In the meantime, he argued that the development products, the investments of the layer 1 blockchain and the more diverse index products will be critical. “You are just an owner of HTTP,” he said, drawing a parallel with the first Internet protocols. “Bitcoin they understand, now they start to understand layers 1.”
Scaramucci, for its part, remains optimistic. “We may not really be optimistic enough,” he said, citing the explosion of capital in space, the wave of copy strategies according to the example of the strategy and the “sales machine” of Wall Street now pushing Bitcoin and Crypto ETF.
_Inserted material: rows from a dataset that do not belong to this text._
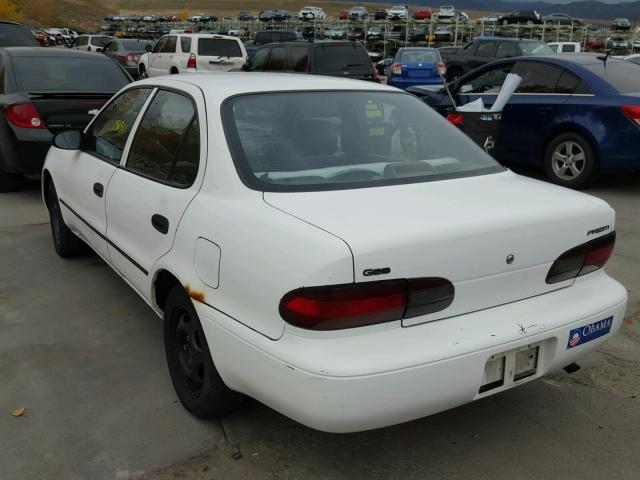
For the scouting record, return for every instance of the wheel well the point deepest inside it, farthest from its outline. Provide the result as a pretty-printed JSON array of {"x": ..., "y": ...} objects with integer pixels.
[{"x": 163, "y": 284}]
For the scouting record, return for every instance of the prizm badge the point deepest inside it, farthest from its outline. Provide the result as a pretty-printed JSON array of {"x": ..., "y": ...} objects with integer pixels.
[{"x": 598, "y": 230}]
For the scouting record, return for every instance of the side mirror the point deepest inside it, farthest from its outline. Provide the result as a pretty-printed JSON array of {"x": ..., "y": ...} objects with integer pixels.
[{"x": 68, "y": 140}]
He added that even if political risks remain, in particular with the crypto becoming a problem with the chaud button in American policy, the incentives are tailoring for bipartite support. “If you get Bitcoin at $ 500,000, people will not only say that it is an asset class-they will treat it as one,” he said.
Whether this price objective is achieved or not, the panel agreed: the foundation is there, the packaging is in place and the institutions finally appear. The transformation of the crypto from curiosity to the asset class is no longer a question of “if” – just “when”.